Back in my early days in the seminary, the cool people regularly harped on how His Holiness, the late Pope Paul VI, correctly predicted what would happen in the latter part of the 20th century. He warned the world about the proliferation of artificial contraceptives, that it would lead to widespread abortion, divorce, out-of-wedlock births, increased objectification and disrespect of women.
Hearing this, my budding Thomistic mind said to itself, “These were not exactly ‘prophecies’ in the strict, supernatural sense of the term. But, indeed: Humanae Vitae has some remarkably prescient passages.”
But even the great Pope could never have predicted this. Even he did not foresee that what would eventually land us in jail would be our refusal to allow two members of the same sex (!) to get married (!!!) in our churches. (Just a matter of time now till some of us go to jail over this.)
Humanae Vitae gave us what we needed to hear, in so many ways more than one. The whole business of how we come into the world makes such perfect and beautiful sense by the light of the encyclical’s teaching. Orwell’s 1984 has certainly arrived, when we read in all the papers about the “children” of two men or two women.
May it please the Lord to choose us to die in jail for the truth. The madness that artificial contraception has unleashed in the Western world can only last so long. Because masturbation–which all sex becomes, in the contraceptive culture–really is just pathetic. People who like to see the sun rise and breathe the crisp air don’t have time for it.
So the nonsense can’t last forever. But some of us are going to have to go to jail in the meantime, so let’s be ready.
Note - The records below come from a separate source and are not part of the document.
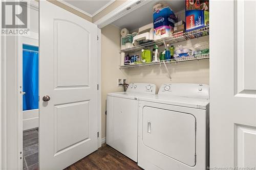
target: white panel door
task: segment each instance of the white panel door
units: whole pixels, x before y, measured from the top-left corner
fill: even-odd
[[[39,11],[39,165],[62,169],[97,149],[97,28],[46,1]]]
[[[255,169],[256,1],[212,1],[210,13],[210,166]]]

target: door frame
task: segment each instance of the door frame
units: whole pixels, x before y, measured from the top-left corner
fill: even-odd
[[[17,56],[18,56],[18,84],[19,86],[23,87],[23,44],[26,44],[28,45],[34,45],[39,46],[39,34],[38,33],[34,33],[31,32],[30,35],[28,36],[19,36],[17,37]],[[37,42],[36,42],[37,41]],[[38,52],[39,53],[39,52]],[[23,88],[23,87],[22,87]],[[20,91],[23,91],[23,89],[20,89]],[[23,130],[26,130],[30,129],[35,128],[38,127],[39,126],[39,109],[33,109],[27,111],[23,111],[23,95],[21,97],[18,98],[17,102],[18,106],[18,112],[22,114],[22,122],[20,123],[21,126],[23,127]],[[25,112],[27,112],[25,113]],[[37,113],[36,113],[37,112]],[[34,115],[32,117],[28,117],[27,118],[24,119],[25,114],[33,114]],[[37,117],[35,117],[36,114]],[[31,115],[32,116],[32,115]],[[32,124],[32,125],[28,125],[27,124]],[[24,127],[25,126],[25,127]],[[24,128],[25,128],[24,129]]]
[[[0,8],[2,4],[0,3]],[[0,13],[0,17],[2,14]],[[0,26],[2,23],[0,23]],[[101,30],[98,29],[98,90],[97,104],[98,148],[101,147]],[[20,105],[18,100],[22,94],[19,93],[19,83],[18,83],[18,38],[16,36],[0,36],[0,169],[22,169],[23,166],[23,116],[20,116]],[[40,57],[40,54],[39,54]],[[8,62],[10,58],[12,62]],[[7,74],[13,72],[12,81],[6,81],[9,76]],[[12,88],[11,90],[7,87]],[[8,91],[9,90],[9,91]],[[11,92],[11,95],[7,93]],[[9,94],[9,93],[8,93]],[[8,99],[9,98],[9,99]],[[12,101],[12,105],[8,102]],[[19,108],[19,109],[18,108]],[[12,134],[11,135],[10,134]]]

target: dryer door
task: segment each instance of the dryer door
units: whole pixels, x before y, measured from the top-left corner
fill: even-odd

The Commandments do not come from some place far away from our experience. Granted, the Lord spelled them out as a list of ten on Mount Sinai, which does seem like a long way away from here. But the tables given to Moses do not say anything which we do not, in our heart of hearts, already know. Starting with the first commandment, that we acknowledge God. Truth is, all the rest of the commandments follow from #1.
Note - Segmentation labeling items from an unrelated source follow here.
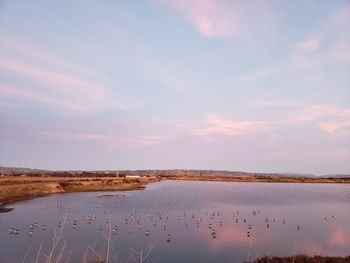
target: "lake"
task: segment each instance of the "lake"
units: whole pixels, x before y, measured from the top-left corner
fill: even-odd
[[[100,195],[124,194],[117,198]],[[0,214],[0,262],[243,262],[350,254],[350,185],[161,181],[56,194]],[[56,260],[57,261],[57,260]],[[56,262],[53,260],[53,262]]]

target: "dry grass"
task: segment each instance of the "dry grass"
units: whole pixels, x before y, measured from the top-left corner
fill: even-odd
[[[350,256],[347,257],[322,257],[296,255],[290,257],[261,257],[249,263],[345,263],[350,262]]]
[[[0,203],[6,204],[54,193],[144,189],[155,177],[0,177]]]
[[[271,176],[166,176],[168,180],[262,183],[350,183],[350,178],[271,177]]]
And we know, practically from the womb, that a glorious Power greater than us made all and governs all. We know that our job, our common task, our vocation as human beings bound together by our inherent social nature, is: To serve the grand designs of God as faithfully and as lovingly as we possibly can. We cannot consistently maintain any other vision of life, unless we lull ourselves into living a lie by repeated acts of self-debasement. God’s plan involves glorious goodness beyond what we can imagine. He gives us the insight and the honesty to know that we must diligently and consistently serve His plan. Humbly. That’s why we exist.
So when the Lord Jesus ascended His own mount and gave a sermon explaining the Ten Commandments, unfolding all of their profound demands, He was really explaining to us the most fundamental imperatives of our own hearts. He explained what our own consciences demand of us when we give ourselves the peace and quiet to hear it.